The key difference between "preferred"
and "always"
:
Option | Crawl Fails + Cache Available | Crawl Fails + No Cache |
---|---|---|
"preferred" | Returns cached content | Returns crawl error |
"always" | Returns crawl error | Returns crawl error |
This makes "preferred"
more resilient for production applications where you want fresh content when possible, but don’t want requests to fail when websites are temporarily unavailable.

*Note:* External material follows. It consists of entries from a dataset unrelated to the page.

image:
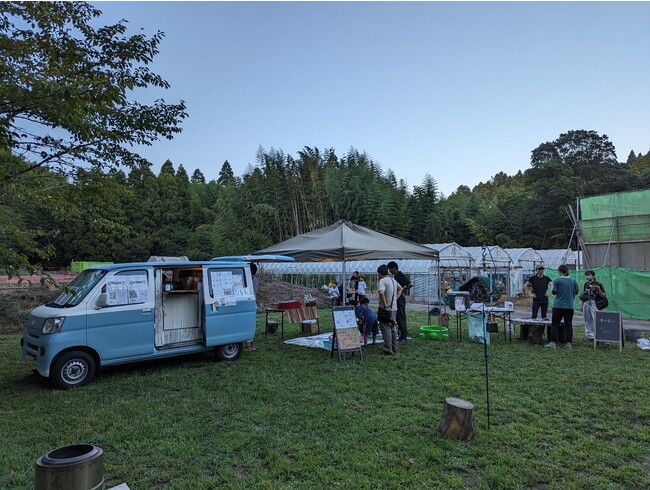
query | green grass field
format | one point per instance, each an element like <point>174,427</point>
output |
<point>292,417</point>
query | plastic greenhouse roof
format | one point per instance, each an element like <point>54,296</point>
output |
<point>554,258</point>
<point>494,253</point>
<point>522,255</point>
<point>452,254</point>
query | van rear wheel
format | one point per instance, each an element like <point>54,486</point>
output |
<point>73,369</point>
<point>229,352</point>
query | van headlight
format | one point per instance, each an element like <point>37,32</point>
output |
<point>53,325</point>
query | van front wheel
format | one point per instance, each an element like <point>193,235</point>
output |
<point>229,352</point>
<point>73,369</point>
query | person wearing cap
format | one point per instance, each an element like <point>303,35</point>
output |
<point>406,284</point>
<point>353,284</point>
<point>538,284</point>
<point>388,290</point>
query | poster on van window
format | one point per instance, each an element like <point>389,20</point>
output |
<point>117,291</point>
<point>125,290</point>
<point>137,288</point>
<point>223,289</point>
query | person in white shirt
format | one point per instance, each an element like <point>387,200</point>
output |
<point>361,290</point>
<point>389,290</point>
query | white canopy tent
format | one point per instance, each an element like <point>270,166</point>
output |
<point>344,241</point>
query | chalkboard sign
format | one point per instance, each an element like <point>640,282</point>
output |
<point>608,327</point>
<point>344,317</point>
<point>346,332</point>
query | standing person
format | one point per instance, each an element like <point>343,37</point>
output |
<point>353,284</point>
<point>565,289</point>
<point>389,291</point>
<point>369,323</point>
<point>406,285</point>
<point>361,290</point>
<point>591,291</point>
<point>538,284</point>
<point>333,292</point>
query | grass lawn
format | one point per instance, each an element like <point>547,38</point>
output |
<point>292,417</point>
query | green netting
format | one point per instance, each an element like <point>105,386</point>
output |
<point>623,216</point>
<point>626,289</point>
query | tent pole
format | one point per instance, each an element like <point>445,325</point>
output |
<point>345,285</point>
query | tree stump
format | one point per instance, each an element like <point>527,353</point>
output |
<point>457,419</point>
<point>536,334</point>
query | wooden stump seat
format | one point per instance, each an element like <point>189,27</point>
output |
<point>457,419</point>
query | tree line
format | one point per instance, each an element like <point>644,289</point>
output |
<point>73,188</point>
<point>117,216</point>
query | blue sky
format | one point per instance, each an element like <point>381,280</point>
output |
<point>457,90</point>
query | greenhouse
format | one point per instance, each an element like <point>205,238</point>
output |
<point>552,259</point>
<point>524,263</point>
<point>494,263</point>
<point>455,265</point>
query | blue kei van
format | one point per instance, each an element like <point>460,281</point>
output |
<point>119,313</point>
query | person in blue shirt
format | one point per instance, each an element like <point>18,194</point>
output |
<point>565,289</point>
<point>369,323</point>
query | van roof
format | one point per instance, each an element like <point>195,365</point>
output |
<point>164,265</point>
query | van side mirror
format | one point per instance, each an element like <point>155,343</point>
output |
<point>102,301</point>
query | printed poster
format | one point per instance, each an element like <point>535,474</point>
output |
<point>223,288</point>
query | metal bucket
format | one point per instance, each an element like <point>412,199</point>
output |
<point>76,467</point>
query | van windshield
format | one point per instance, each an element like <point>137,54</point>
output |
<point>78,288</point>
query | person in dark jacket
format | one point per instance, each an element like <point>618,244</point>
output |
<point>406,284</point>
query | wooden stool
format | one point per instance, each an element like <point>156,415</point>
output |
<point>457,419</point>
<point>536,334</point>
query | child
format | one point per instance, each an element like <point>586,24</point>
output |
<point>369,320</point>
<point>334,293</point>
<point>361,290</point>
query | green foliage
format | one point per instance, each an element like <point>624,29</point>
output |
<point>67,101</point>
<point>292,417</point>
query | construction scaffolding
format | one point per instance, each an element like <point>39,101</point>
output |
<point>614,230</point>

If content freshness is critical and you want nothing else, then using "always"
might be better.
When to Use “Preferred”
The "preferred"
option is ideal when:
- You want the freshest content available but need reliability
- Building production applications that can’t afford to fail on crawl errors
- Content freshness is important but not critical enough to fail the request
- You’re crawling websites that might be occasionally unavailable
Complete Livecrawl Options Overview
Here are all four livecrawl options and their behaviors:
Option | Crawl Behavior | Cache Fallback | Best For |
---|---|---|---|
"always" | Always crawls | Never falls back | Critical real-time data, willing to accept failures |
"preferred" | Always crawls | Falls back on crawl failure | Fresh content with reliability |
"fallback" | Only if no cache | Uses cache first | Balanced speed and freshness |
"never" | Never crawls | Always uses cache | Maximum speed |
Migration Guide
If you’re currently using livecrawl: "always"
but experiencing reliability issues:
This change maintains your preference for fresh content while improving reliability.